There’s inequality of opportunity.
In the pop version of income inequality, perpetuating the gulf between haves and have-nots, the most successful performers get first dibs on the hottest producers and songwriters of the moment. Yet while singers come and go, an oligarchy of producers endures.
And pin-factory-like specialization and division of labor:
…Potential hits may also be assembled in high-pressure pop think tanks called “writer camps,” where a deep-pocketed star—Beyoncé, perhaps—convenes dozens of producers, composers, and lyricists in hotels and studios, where they run through every permutation of producers and topliners. The campers are often a mix of longtime pros and newcomers from the hipper fringes, sharing their innovations or eccentricities for the chance at a pop payoff. “Camp counselors” schedule teams to come up with a song before lunch, then reshuffle the teams to come up with another afterward, with daily playbacks to keep everyone competitive. “If the artist happens to be present,” Seabrook writes, “the artist circulates among the different sessions, throwing out concepts, checking on the works in progress, picking up musical pollen in one session and shedding it on others.”

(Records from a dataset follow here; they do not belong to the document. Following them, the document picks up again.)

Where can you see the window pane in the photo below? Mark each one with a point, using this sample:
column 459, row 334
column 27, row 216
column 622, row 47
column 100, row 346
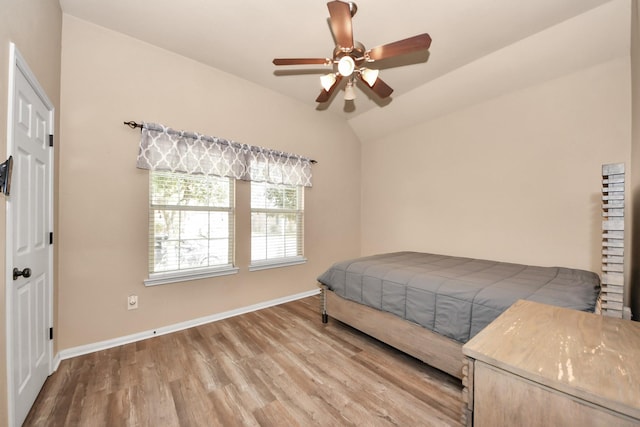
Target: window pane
column 191, row 222
column 276, row 221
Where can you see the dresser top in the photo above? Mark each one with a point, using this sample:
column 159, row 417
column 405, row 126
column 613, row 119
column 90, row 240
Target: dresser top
column 586, row 355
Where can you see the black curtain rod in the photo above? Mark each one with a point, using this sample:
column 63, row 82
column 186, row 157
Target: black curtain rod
column 134, row 125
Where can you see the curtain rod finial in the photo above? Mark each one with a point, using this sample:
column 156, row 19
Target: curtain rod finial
column 133, row 124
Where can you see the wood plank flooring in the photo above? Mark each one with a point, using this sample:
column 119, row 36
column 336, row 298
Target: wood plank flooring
column 275, row 367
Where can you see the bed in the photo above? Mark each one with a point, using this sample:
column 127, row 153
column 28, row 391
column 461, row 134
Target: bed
column 429, row 305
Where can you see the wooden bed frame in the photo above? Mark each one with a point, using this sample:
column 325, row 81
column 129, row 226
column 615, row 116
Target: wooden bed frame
column 433, row 349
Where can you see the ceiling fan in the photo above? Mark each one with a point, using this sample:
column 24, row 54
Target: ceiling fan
column 350, row 57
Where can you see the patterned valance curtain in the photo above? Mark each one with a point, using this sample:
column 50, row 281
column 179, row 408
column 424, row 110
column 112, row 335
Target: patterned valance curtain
column 166, row 149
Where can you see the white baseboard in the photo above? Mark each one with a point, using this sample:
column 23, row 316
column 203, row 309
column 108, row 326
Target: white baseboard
column 103, row 345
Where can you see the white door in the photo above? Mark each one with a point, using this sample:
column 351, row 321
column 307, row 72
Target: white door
column 30, row 221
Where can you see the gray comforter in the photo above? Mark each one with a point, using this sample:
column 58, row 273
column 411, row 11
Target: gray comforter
column 456, row 297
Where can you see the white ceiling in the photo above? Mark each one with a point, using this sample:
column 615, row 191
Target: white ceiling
column 242, row 37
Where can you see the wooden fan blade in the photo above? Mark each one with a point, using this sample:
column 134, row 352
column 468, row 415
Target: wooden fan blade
column 340, row 14
column 301, row 61
column 382, row 89
column 326, row 94
column 401, row 47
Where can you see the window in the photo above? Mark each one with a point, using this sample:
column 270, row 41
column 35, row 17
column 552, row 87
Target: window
column 191, row 227
column 277, row 225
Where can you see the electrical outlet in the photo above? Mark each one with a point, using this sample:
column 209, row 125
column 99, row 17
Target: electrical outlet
column 132, row 302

In a different, less physically proximate kind of songwriting contest, one very simple track—a single beat or a chord progression—gets sent simultaneously to dozens of potential collaborators. Then the producer and singer might choose a verse from one response, a chorus from another, an instrumental hook from yet another: digital brainstorming. Many of the songwriter-producers in the book are blunt about describing their work more as a business than a form of self-expression—though that may be more a matter of our era’s MBA mentality, combined with a hip-hop culture of competitive striving gone mainstream. The Beatles wanted hits, too.